Maresca ne s’en cache pas : il se place dans la continuité du maître. « J’ai dit de nombreuses fois que je considère Pep probablement comme le meilleur entraîneur au monde sur les 20, 25 dernières années », a-t-il rappelé. L’admiration est claire. Mais il refuse de se présenter en simple héritier figé dans l’ombre de son prédécesseur : « C’est un défi. C’est agréable. C’est un privilège. »
Le contraste avec l’autre côté de Manchester plane forcément dans les esprits. Depuis le départ d’Alex Ferguson en 2013, Manchester United cherche encore l’équilibre, balloté par les changements de projets et de philosophies. City, lui, revendique une ligne droite.
Pour Maresca, la clé est là : dans la structure, plus que dans les noms. « Je pense que l’organisation est l’élément principal », insiste-t-il. « Ils ont eu trois managers en 17 ans. Ce n’est pas normal, ça n’arrive pas souvent. » Une stabilité rare à ce niveau, qui nourrit sa confiance : « C’est probablement l’une des raisons pour lesquelles je suis convaincu que nous pouvons faire du très bon travail. »

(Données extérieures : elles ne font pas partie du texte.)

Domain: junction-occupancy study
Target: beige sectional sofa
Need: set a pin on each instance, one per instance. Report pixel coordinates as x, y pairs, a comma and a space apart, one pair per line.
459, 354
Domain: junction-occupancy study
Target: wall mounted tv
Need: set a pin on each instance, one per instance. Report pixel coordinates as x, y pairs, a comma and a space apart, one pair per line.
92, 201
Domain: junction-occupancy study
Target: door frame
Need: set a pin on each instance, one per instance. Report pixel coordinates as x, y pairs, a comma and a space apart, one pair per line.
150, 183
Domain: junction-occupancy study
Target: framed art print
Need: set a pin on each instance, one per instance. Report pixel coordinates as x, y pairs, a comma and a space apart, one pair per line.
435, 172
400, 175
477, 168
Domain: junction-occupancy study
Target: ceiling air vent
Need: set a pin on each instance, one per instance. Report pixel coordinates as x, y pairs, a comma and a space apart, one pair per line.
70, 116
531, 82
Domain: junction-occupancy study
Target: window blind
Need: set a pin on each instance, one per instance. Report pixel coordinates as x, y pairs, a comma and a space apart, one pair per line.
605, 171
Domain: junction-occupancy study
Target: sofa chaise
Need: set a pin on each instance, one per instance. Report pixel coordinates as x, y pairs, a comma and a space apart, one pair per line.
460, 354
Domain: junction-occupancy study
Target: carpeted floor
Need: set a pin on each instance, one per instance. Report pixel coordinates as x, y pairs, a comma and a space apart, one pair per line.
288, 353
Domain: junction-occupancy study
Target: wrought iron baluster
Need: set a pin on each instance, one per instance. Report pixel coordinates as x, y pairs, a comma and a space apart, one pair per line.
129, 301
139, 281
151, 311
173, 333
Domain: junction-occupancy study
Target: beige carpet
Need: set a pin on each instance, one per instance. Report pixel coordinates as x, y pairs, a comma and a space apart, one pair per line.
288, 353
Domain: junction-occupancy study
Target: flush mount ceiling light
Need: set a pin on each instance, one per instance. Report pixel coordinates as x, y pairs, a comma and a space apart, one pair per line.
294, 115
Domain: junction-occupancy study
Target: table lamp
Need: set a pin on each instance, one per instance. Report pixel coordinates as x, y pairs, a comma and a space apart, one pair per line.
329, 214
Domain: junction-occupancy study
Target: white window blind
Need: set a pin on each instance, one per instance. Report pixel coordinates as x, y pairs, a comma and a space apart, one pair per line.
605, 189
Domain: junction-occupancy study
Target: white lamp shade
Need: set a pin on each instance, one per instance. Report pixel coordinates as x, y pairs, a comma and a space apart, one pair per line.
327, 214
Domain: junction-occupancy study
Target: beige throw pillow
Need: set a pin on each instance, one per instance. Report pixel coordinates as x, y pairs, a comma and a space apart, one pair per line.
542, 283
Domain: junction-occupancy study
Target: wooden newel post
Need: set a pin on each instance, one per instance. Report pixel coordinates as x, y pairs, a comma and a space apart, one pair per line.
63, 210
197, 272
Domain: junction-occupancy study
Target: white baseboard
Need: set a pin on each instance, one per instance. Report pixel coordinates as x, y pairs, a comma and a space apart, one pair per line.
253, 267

L’Italien sait que la comparaison avec Guardiola l’accompagnera à chaque conférence, chaque contre-performance, chaque choix tactique. Mais il prend la suite dans un club qui a bâti un modèle, plus qu’une simple équipe. La question n’est plus de savoir si Manchester City peut rester au sommet, mais jusqu’où Maresca saura pousser un édifice déjà conçu pour durer.